As testemunhas ouvidas na investigação, que estariam aos hangares, declararam que a aeronave descolou com “flaps down, pouco subiu, calculando a altura acima do solo em 30 metros” e que o motor não emitia o ruído habitual, parecendo não estar a operar no regime de descolagem.
“Pouco depois de passar à vertical do fim da pista, em atitude de nariz em cima, a aeronave baixou a asa direita, iniciando uma volta para esse lado, seguida de imediato de outra pela esquerda e desapareceu de vista atrás de vegetação alta aí existente”, refere o documento.
“Como não reapareceu, as testemunhas deslocaram-se ao final da pista e viram a aeronave imobilizada contra o terreno, na vertical, com a proa apoiada no solo”, é contada na sinopse, concluindo com a referência ao falecimento dos dois ocupantes do ultraleve.
Embora a matrícula inscrita na cauda fosse CS-UAE, testemunhas relataram aos investigadores que esse registo pertencia a outra aeronave, de marca e modelo diferente (Quicksilver Spirit II).
O ultraleve estaria a ser pilotado por um homem de 61 anos, com uma experiência de voo superior a 1500 horas, adquiridas em asa delta.

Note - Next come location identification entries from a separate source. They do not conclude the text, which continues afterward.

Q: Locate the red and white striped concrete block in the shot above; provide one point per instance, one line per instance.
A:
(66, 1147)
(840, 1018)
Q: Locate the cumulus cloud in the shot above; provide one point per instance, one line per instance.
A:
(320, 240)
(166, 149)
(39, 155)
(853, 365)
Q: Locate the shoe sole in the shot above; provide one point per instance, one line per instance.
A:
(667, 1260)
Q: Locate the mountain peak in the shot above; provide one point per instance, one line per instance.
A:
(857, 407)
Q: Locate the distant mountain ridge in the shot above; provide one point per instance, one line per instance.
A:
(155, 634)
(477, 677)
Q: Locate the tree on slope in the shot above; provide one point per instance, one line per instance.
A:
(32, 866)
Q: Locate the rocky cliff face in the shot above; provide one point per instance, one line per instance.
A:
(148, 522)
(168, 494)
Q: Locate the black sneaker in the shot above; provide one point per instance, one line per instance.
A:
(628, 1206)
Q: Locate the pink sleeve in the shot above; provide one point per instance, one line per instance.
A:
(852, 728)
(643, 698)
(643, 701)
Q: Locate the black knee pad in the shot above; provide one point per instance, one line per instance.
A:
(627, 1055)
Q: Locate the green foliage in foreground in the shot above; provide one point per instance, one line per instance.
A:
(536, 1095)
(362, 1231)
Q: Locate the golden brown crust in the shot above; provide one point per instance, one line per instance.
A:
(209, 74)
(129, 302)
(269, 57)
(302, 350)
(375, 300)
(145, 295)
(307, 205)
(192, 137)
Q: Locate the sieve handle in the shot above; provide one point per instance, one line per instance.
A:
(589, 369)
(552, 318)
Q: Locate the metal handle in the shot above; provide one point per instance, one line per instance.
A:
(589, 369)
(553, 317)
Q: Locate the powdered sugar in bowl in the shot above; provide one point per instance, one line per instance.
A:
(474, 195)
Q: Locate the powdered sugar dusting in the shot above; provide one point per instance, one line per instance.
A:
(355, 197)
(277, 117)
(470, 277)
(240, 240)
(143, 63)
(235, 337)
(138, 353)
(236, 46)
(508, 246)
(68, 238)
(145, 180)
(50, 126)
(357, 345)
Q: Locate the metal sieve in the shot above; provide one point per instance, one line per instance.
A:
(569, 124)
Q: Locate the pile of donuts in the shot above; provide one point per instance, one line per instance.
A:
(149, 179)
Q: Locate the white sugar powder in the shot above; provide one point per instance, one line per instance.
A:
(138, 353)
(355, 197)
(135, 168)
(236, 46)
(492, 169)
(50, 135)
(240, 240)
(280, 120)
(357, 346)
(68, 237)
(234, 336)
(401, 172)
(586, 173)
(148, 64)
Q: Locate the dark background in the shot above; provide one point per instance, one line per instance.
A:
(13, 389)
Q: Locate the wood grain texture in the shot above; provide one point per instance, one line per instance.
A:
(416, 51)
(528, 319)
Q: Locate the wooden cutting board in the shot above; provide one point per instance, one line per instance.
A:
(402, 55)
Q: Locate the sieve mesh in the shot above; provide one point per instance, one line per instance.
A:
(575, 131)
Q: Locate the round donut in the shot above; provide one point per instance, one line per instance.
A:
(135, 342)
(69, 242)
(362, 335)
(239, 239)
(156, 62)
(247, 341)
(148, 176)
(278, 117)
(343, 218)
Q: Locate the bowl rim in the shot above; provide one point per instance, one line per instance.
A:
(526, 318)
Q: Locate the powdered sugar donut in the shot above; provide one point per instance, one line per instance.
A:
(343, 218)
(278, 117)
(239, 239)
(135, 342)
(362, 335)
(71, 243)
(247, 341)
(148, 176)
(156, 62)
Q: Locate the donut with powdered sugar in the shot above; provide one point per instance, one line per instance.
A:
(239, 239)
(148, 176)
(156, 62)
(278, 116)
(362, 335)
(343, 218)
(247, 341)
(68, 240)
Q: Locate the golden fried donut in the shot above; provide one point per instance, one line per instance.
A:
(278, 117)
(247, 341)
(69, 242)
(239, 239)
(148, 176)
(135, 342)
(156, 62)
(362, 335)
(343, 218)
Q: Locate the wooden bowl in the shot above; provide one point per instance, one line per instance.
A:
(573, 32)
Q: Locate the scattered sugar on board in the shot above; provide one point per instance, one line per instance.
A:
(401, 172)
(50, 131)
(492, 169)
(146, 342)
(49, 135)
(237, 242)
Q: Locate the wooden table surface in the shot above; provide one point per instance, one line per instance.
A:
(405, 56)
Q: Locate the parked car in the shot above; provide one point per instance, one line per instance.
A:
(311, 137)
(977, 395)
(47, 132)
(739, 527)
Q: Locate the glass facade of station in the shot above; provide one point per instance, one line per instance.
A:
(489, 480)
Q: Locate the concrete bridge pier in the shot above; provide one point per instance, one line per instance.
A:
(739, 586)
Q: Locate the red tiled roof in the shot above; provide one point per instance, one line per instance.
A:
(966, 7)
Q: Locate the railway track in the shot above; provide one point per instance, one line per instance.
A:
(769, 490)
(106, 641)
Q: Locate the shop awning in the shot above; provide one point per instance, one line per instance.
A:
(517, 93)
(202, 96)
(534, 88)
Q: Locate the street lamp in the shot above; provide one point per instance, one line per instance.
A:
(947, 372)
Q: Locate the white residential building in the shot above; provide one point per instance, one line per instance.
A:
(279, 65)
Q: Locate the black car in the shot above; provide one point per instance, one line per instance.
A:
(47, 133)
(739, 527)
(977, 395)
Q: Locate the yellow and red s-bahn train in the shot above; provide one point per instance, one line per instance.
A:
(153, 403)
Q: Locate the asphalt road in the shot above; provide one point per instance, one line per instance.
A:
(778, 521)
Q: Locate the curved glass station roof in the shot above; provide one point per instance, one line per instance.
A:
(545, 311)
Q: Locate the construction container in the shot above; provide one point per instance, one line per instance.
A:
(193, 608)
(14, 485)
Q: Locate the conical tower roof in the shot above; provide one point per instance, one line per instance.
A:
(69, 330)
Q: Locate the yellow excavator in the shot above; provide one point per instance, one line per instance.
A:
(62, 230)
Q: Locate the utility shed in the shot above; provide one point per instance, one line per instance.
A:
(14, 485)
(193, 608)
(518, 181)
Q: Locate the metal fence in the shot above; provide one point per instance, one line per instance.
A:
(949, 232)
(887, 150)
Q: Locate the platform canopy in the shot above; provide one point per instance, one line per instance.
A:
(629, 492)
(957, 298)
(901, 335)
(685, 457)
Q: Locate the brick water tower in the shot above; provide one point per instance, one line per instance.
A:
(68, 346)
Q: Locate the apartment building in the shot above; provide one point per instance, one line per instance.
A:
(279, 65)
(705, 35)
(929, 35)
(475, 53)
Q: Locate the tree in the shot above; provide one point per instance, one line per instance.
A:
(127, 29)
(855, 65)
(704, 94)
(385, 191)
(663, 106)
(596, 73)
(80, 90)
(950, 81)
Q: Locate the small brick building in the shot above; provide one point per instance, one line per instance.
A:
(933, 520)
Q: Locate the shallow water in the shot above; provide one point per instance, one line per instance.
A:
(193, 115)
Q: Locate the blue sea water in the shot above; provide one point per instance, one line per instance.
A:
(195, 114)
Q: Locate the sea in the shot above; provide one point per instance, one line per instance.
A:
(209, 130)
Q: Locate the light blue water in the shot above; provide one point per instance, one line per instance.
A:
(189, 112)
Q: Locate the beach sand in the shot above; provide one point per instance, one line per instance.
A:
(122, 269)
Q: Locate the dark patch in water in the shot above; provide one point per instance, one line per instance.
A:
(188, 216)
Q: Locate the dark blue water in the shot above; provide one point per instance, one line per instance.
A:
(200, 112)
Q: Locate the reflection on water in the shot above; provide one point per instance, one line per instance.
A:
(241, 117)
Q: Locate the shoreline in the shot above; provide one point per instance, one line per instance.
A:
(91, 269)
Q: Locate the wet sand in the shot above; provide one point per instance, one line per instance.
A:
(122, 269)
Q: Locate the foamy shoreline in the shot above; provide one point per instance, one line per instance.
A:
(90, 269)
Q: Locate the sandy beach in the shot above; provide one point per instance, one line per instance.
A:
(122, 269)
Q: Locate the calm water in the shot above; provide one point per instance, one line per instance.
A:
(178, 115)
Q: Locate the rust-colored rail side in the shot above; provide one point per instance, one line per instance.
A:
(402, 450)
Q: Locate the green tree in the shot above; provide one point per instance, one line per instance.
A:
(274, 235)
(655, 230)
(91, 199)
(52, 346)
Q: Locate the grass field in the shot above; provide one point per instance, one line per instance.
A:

Em ultraleves, a experiência seria de 50 horas de voo.
“Os seus dados como piloto não foram possíveis de compilação pelo facto de ter sido em Espanha que adquiriu a sua licença de voo de ultraleve”, escrevem os investigadores.
Quanto ao proprietário da aeronave, de 64 anos, não tinha qualquer experiência de voo e adquirira a aeronave porque iria inscrever-se num curso de piloto de ULM. “Segundo as testemunhas entrevistadas, não tinha
conhecimentos de mecânica nem de aerodinâmica”, adiantam.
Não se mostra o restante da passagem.